Ainsi, et au-delà des liens entretenus avec la moralité, responsabilité politique et responsabilité juridique des décideurs publics coexistent et s’imbriquent. Si la première correspond à « l’obligation pour un gouvernant, même en dehors de toute faute, de quitter le pouvoir s’il n’a plus la confiance de celui ou de ceux qui l’ont investi (ce peut être le chef de l’État, le Parlement ou bien les gouvernés) [et] peut jouer au sein de l’exécutif, au plan parlementaire ou devant le corps électoral »9, la seconde fait référence à la responsabilité individuelle pénale, mais également civile, des décideurs publics. Alors que la pandémie Covid-19 marque un temps d’exception dans l’action publique, ces responsabilités traditionnelles trouvent-elles à s’appliquer ? Peuvent-elles tout simplement fonctionner ou revêtent-elle un sens et une portée différents appelant un cadre exceptionnel ? Notamment, comment les enjeux éthiques majeurs soulevés par ce contexte pandémique transforment-ils la responsabilité des décideurs publics ? Une forme de responsabilité morale pourrait-elle s’exprimer ?

Appréhender ces responsabilités dans le contexte pandémique actuel invite dans un premier temps à les reconsidérer à partir de leur construction et leur évolution socio-historiques. En ce sens, « l’analyse des différents régimes politiques se succédant de la période révolutionnaire à la période contemporaine révèle un lien indéniable entre les responsabilités politique et pénale des ministres. La frontière entre ces deux responsabilités n’a pas toujours été nettement établie. L’une a souvent été utilisée en lieu et place de l’autre »10. La responsabilité pénale des décideurs publics est longtemps apparue comme exceptionnelle mais, à partir des années 1990, plusieurs affaires – notamment celle du sang contaminé – ont mis en cause l’effectivité de la responsabilité politique. D’après Olivier Beaud, « le signe véritable de ce déclin de la responsabilité politique […] se manifeste par l’émergence de deux phénomènes convergents : d’un côté, la substitution d’une responsabilité pénale à une responsabilité politique – ce qu’on a appelé la criminalisation de la responsabilité des gouvernants – et, d’un autre côté, la promotion de la responsabilité des hauts fonctionnaires ou des entourages ministériels au détriment de celle des gouvernants stricto sensu »11. La pandémie Covid-19 semble particulièrement révélatrice de ces glissements, voire les exacerbe : le nombre de plaintes pénales atteste à lui seul d’un recul certain de la responsabilité politique dont les mécanismes traditionnels n’ont pas été activés (vote de confiance ou motion de censure). Toutefois, celle-ci n’est pas totalement absente : le contrôle parlementaire, même s’il s’est difficilement déployé, s’est manifesté par la mise en place de commission d’enquête ou d’information12, et le contrôle électoral a été maintenu par l’adaptation de fait du processus électoral13. Aussi, il parait pertinent de questionner la situation actuelle au regard des origines de ces glissements et de l’évolution globale de la nature de ces responsabilités.

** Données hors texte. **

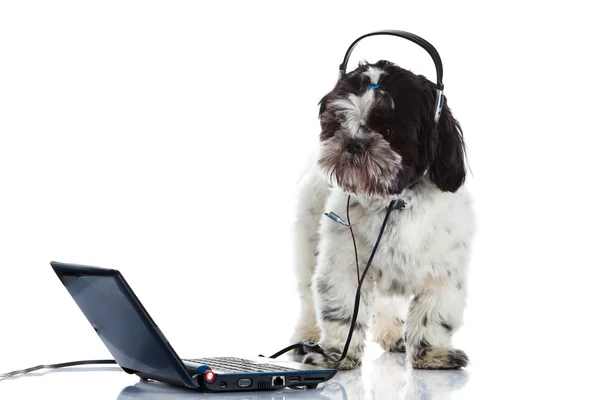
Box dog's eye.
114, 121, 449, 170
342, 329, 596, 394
379, 125, 392, 136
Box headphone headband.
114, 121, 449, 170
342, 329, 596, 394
338, 30, 444, 122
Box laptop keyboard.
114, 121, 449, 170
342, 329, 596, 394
186, 357, 298, 373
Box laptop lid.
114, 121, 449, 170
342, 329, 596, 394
50, 261, 199, 388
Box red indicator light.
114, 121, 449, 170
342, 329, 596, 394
204, 369, 217, 383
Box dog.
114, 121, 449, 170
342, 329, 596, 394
291, 60, 475, 370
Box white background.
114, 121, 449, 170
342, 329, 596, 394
0, 1, 600, 398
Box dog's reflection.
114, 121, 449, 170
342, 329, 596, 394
370, 353, 469, 400
117, 353, 468, 400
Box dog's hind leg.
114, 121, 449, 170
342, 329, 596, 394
291, 172, 329, 353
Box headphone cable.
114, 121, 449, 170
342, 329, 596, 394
0, 360, 117, 381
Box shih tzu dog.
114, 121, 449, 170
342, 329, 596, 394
292, 61, 475, 369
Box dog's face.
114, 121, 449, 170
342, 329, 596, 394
318, 61, 465, 198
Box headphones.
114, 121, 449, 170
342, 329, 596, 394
338, 30, 444, 123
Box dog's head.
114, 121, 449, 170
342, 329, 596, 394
318, 61, 465, 198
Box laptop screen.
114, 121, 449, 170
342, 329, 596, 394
52, 263, 193, 385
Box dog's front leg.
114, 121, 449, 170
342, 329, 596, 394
304, 241, 373, 369
406, 279, 469, 369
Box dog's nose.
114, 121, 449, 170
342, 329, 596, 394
346, 139, 365, 154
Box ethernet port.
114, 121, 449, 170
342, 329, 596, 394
271, 376, 285, 386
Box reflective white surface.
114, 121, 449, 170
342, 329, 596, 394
0, 353, 469, 400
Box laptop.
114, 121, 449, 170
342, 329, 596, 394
50, 261, 337, 392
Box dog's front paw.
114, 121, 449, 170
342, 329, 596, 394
303, 347, 362, 370
412, 346, 469, 369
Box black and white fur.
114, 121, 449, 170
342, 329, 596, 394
292, 61, 474, 369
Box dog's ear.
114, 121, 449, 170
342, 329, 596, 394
428, 96, 466, 192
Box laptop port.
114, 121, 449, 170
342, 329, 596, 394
238, 378, 252, 387
271, 376, 285, 386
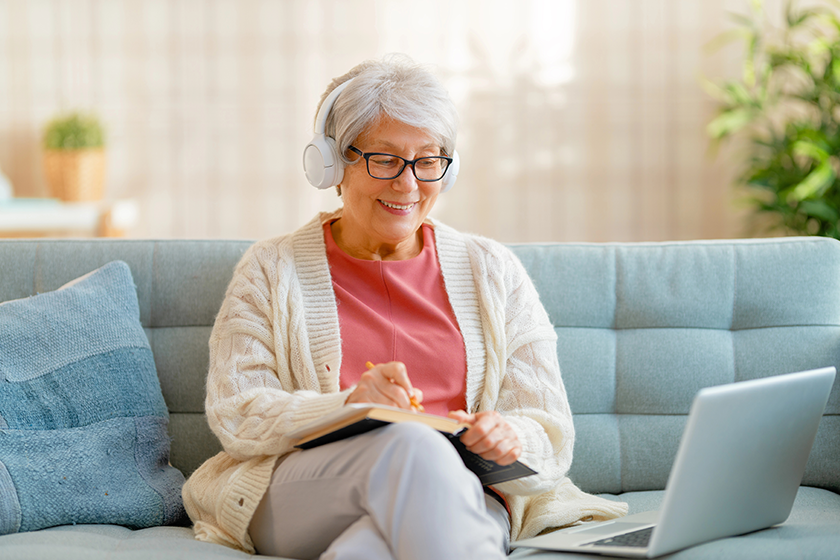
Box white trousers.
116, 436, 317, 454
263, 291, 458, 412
250, 422, 510, 560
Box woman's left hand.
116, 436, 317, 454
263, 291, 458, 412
449, 410, 522, 465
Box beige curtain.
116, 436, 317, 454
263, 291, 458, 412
0, 0, 781, 242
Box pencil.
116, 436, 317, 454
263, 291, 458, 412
365, 362, 426, 412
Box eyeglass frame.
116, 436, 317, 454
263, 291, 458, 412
347, 145, 453, 183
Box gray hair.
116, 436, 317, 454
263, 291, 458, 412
318, 54, 458, 164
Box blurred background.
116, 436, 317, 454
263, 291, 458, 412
0, 0, 800, 242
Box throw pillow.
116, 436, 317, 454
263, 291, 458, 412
0, 261, 185, 535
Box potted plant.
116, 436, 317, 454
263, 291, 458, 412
707, 0, 840, 238
44, 113, 105, 202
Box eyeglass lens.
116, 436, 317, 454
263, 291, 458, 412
367, 154, 449, 181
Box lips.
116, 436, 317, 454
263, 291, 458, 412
379, 200, 417, 212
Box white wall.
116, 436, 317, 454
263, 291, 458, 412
0, 0, 781, 241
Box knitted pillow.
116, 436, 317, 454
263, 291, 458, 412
0, 262, 184, 535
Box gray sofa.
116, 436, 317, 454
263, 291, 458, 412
0, 238, 840, 560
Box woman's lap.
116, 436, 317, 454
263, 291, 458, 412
250, 423, 509, 558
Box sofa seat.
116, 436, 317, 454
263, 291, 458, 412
0, 238, 840, 560
0, 486, 840, 560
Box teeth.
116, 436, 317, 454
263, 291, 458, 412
379, 200, 414, 210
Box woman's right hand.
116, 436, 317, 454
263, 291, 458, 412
347, 362, 423, 410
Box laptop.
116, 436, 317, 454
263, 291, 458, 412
511, 367, 835, 558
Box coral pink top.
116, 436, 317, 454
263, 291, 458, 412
324, 223, 467, 416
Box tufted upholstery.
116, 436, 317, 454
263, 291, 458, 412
0, 238, 840, 560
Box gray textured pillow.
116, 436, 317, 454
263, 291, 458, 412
0, 261, 185, 535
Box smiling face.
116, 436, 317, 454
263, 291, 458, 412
332, 117, 441, 260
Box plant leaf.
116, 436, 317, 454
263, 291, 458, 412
799, 200, 840, 222
792, 140, 828, 163
785, 161, 837, 204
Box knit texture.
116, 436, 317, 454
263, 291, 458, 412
184, 211, 627, 552
0, 262, 184, 534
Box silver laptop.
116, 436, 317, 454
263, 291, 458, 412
511, 367, 835, 558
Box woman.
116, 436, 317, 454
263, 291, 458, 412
184, 57, 626, 559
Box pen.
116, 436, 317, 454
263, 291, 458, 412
365, 362, 426, 412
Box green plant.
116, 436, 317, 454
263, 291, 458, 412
44, 113, 105, 150
706, 0, 840, 238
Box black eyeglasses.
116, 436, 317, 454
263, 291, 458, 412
349, 146, 452, 183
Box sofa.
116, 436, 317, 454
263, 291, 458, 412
0, 234, 840, 560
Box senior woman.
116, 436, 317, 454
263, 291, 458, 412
183, 56, 626, 560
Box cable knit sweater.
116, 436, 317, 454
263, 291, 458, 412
183, 210, 627, 552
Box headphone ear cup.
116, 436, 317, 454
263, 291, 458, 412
440, 150, 461, 192
303, 134, 344, 189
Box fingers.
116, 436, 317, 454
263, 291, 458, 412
449, 410, 522, 465
347, 362, 422, 409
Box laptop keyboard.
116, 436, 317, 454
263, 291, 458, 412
587, 527, 653, 548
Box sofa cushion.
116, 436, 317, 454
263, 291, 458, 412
0, 262, 184, 534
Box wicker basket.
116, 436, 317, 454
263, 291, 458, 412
44, 148, 105, 202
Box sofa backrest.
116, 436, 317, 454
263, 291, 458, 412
513, 238, 840, 493
0, 238, 840, 493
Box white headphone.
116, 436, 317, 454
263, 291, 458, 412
303, 78, 461, 192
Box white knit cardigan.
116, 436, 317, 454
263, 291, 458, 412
183, 211, 627, 552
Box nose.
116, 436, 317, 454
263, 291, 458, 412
391, 165, 418, 192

Dans la continuité, et dans un second temps, le sens et la portée de ces responsabilités interpellent. S’intéresser à la responsabilité des décideurs publics invite à s’interroger sur les objectifs qu’elle poursuit. En ces temps pandémiques, les critiques sont nombreuses à l’encontre des gouvernants : les citoyens ont un besoin de vérité et souhaitent que les élus assument leurs responsabilités, ce qui explique en partie le plébiscite de la voie judiciaire, et particulièrement de la voie pénale. Alors que les plaintes se télescopent avec le travail des commissions d’enquêtes parlementaires au risque de le court-circuiter, le juge judiciaire doit-il et peut-il jouer un rôle ? Si le contrôle juridictionnel des mesures a pu utilement pallier les défaillances du contrôle politique, quels sont la légitimité et le sens de la mise en accusation individuelle et de la réponse pénale ? Par ailleurs, la voie civile, dont la construction historique et les enjeux diffèrent de ceux des responsabilités pénale et politique, pourrait-elle apporter une réponse adaptée ? Quelles institutions, finalement, pourraient adéquatement se saisir et traduire les enjeux attachés à l’engagement de la responsabilité des décideurs publics ? 

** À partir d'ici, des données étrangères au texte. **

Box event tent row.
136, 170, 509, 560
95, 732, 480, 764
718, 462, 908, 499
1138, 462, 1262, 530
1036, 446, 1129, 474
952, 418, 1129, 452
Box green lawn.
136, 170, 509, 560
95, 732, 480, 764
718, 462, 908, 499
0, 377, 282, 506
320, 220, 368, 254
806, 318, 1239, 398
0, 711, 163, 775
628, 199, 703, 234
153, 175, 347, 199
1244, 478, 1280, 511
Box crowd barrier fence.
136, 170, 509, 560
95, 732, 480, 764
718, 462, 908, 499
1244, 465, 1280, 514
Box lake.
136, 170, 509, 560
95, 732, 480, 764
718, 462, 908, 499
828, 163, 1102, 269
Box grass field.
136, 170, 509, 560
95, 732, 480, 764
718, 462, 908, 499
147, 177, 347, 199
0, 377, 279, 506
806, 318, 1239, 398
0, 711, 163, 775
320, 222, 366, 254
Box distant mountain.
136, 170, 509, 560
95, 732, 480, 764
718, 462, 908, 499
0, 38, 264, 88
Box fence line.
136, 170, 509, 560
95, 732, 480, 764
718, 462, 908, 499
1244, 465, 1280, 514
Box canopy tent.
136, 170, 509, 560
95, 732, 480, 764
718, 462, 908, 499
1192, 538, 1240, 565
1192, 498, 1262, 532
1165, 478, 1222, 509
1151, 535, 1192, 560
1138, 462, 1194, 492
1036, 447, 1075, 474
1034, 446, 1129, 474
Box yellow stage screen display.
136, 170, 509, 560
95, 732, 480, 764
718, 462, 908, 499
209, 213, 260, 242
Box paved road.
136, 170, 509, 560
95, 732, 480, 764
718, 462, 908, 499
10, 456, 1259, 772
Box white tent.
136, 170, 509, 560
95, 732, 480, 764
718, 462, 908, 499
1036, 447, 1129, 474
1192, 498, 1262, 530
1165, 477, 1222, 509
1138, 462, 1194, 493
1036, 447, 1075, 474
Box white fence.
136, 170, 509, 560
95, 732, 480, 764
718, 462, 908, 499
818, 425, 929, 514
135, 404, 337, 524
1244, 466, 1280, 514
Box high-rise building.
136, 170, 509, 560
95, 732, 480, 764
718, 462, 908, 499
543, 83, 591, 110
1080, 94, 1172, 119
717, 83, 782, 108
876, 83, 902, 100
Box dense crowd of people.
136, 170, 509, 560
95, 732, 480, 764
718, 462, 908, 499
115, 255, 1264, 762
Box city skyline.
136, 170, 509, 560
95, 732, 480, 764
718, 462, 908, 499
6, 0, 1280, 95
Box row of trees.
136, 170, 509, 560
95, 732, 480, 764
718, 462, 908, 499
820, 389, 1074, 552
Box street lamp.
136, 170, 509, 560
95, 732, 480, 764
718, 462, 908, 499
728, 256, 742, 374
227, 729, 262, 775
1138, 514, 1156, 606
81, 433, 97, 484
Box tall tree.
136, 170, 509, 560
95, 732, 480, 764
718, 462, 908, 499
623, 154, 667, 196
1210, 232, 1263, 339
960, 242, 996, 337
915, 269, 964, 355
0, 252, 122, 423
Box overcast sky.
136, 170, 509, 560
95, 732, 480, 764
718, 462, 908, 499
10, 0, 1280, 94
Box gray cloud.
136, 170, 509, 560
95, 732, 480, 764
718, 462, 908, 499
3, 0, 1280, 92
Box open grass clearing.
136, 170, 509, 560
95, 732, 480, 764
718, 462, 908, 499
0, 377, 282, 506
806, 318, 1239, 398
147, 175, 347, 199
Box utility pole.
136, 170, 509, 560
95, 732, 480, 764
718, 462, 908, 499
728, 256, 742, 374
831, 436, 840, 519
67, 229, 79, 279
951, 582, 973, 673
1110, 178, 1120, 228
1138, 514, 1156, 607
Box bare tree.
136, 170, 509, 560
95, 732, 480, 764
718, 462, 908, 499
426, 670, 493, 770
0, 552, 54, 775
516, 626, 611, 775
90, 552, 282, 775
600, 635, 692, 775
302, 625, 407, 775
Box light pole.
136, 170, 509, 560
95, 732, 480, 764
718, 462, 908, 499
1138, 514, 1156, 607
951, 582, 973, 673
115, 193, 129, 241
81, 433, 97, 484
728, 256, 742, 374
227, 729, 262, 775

Plus globalement, c’est le rapport du citoyen au décideur public qui pourrait être questionné. L’appel à la responsabilité citoyenne face à la crise sanitaire (test, isolement, respect des gestes barrières ou vaccination) modifie-t-il le sens et la portée de la responsabilité des décideurs publics ? Que traduit ou qu’exprime en définitive l’action en justice pour le citoyen ?

Il serait particulièrement pertinent d’inscrire ici la réflexion dans le prolongement des questionnements déjà soulevés lors de catastrophes sanitaires en France (affaires du sang contaminé, du Médiator, des hormones de croissance, …) et en Europe (procès de l’amiante en Italie, procès des médecins de Lübeck en Allemagne, affaire de l’huile frelatée en Espagne, …), et de comparer les réponses apportées. Une telle perspective permettrait ainsi d’appréhender et d’apprécier la responsabilité des décideurs publics en termes d’exception et de continuité.     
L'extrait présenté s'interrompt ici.